Azure is the cloud platform that underpins all of Microsoft’s cloud services, including Microsoft (MS)Teams. MS workloads run in Azure virtual machines (VMs), with their older services being deployed through Azure Cloud Services and the newer ones on Azure Service Fabric. MS’s primary storage stack is Azure Cosmos DB, with some services using Azure Blob Storage. MS counts on Azure Cache for Redis for increased throughput and resiliency. They leverage Traffic Manager and Azure Front Door to route traffic where they want it to be. MS uses Queue Storage and Event Hubs to communicate, and they depend on Azure Active Directory to manage their tenants and users.
MS Teams gives you the capability to add third-party apps through apps, bots, and connectors. This is where Teams thrives, its one app combines your contacts, conversations, phone calls, access to files, and 3rd-party applications, in a way that “just works”. Just saying, Dropbox absolutely is better than One Drive. Google Apps is better at collaboration than Microsoft’s Office apps. Asana is better than Planner. And, to be very clear, Slack is massively better than Teams at the chat. Teams by virtue of doing everything, even if mediocrely, the app is providing a whole lot that is greater than the sum of its parts, particularly for the non-tech workers that are in fact most of the market. This is a microservices environment at its best.
Microservices do not mean the end of pain points, there are challenges
The grass is always greener on the other side. It’s not all hunky-dory with microservices. It comes with its own set of challenges
We ended up with so many different languages and frameworks that the application became hard to maintain. It would have been useful to put some project-wide standards in place, without overly restricting teams’ flexibility.
Lack of data integrity
Each microservice is responsible for its own data persistence. As a result, data consistency can be a challenge. Embrace eventual consistency where possible.
Deployment and testing
Writing a small service that relies on other dependent services requires a different approach than writing a traditional monolithic or layered application. Existing tools are not always designed to work with service dependencies. Refactoring across service boundaries can be difficult. It is also challenging to test service dependencies, especially when the application is evolving quickly
Why PMs should be concerned about Microservices vs Monolith debate?

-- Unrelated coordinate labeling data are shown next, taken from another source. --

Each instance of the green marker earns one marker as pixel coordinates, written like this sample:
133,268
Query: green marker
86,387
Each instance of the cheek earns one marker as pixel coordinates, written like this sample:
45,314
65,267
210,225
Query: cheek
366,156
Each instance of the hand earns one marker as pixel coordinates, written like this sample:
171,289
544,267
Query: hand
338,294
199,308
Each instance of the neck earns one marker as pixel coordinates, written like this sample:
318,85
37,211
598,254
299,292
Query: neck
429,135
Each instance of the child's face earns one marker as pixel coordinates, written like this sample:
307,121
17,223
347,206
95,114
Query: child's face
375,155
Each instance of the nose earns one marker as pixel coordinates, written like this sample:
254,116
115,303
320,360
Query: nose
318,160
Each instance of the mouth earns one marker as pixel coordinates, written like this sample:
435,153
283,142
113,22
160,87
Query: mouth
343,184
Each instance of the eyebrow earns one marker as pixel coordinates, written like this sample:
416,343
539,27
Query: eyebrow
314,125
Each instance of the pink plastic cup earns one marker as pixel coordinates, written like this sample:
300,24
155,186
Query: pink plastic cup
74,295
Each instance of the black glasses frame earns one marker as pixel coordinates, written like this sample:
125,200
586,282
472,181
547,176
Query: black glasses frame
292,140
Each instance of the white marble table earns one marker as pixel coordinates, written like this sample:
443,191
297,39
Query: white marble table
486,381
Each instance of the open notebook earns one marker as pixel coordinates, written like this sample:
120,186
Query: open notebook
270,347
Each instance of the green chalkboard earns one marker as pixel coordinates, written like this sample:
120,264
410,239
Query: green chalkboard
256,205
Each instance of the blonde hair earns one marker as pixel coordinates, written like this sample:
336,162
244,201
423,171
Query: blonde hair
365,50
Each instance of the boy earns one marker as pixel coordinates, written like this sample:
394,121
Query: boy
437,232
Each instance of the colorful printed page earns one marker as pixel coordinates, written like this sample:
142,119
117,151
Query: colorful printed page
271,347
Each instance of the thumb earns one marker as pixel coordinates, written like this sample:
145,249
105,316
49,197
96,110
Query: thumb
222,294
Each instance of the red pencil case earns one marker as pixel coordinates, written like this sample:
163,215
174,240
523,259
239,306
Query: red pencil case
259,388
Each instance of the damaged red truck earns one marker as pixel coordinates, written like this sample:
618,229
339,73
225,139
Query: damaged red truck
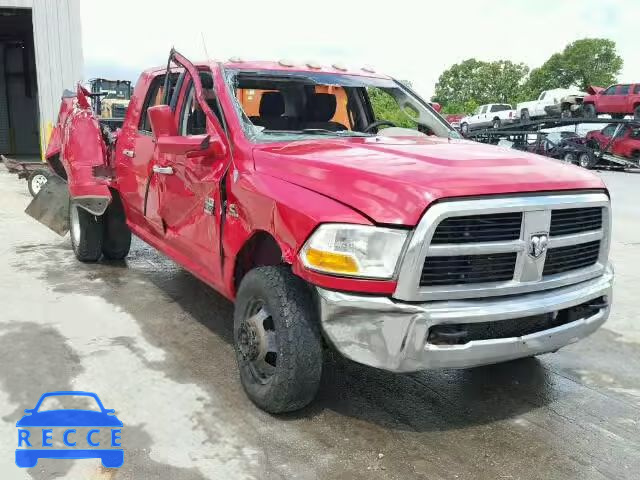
281,187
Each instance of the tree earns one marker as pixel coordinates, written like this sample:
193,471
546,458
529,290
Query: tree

The product manager is responsible for building a product that is scalable and reliable. As a PM you cannot build a scalable product if the core architecture is stopping you. I am not saying you need to be a technical expert by selecting a microservice environment or a monolith. But you definitely need to understand the core differences between the two so that you are able to make the right decisions for your product and company. These decisions will be made by developing trust between engineering, architecture, and product to come to the table and talk openly about scalability and reliability challenges. Having said that, the PM is not responsible for making these decisions, it’s the engineering or the architecture team’s job.

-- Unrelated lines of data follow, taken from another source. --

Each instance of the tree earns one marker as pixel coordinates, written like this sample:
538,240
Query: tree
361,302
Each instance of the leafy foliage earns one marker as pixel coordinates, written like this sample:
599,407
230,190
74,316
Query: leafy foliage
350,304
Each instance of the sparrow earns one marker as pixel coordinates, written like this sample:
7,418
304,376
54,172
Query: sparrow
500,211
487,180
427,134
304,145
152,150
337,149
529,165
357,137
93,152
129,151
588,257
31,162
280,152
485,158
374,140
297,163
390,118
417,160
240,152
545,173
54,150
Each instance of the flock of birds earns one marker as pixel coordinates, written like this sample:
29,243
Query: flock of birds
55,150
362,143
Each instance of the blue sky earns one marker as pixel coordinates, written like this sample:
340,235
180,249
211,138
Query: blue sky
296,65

These are hard decisions and it is always better to table them early in the product journey. Ask the right questions at the right time can prevent delays and also helps be cost-effective. The reason big tech is able to complete the build and scale the products quickly is that they make these critical decisions fast and without organizational politics.
As a PM it’s important to educate ourselves on the technical aspects of product development as well.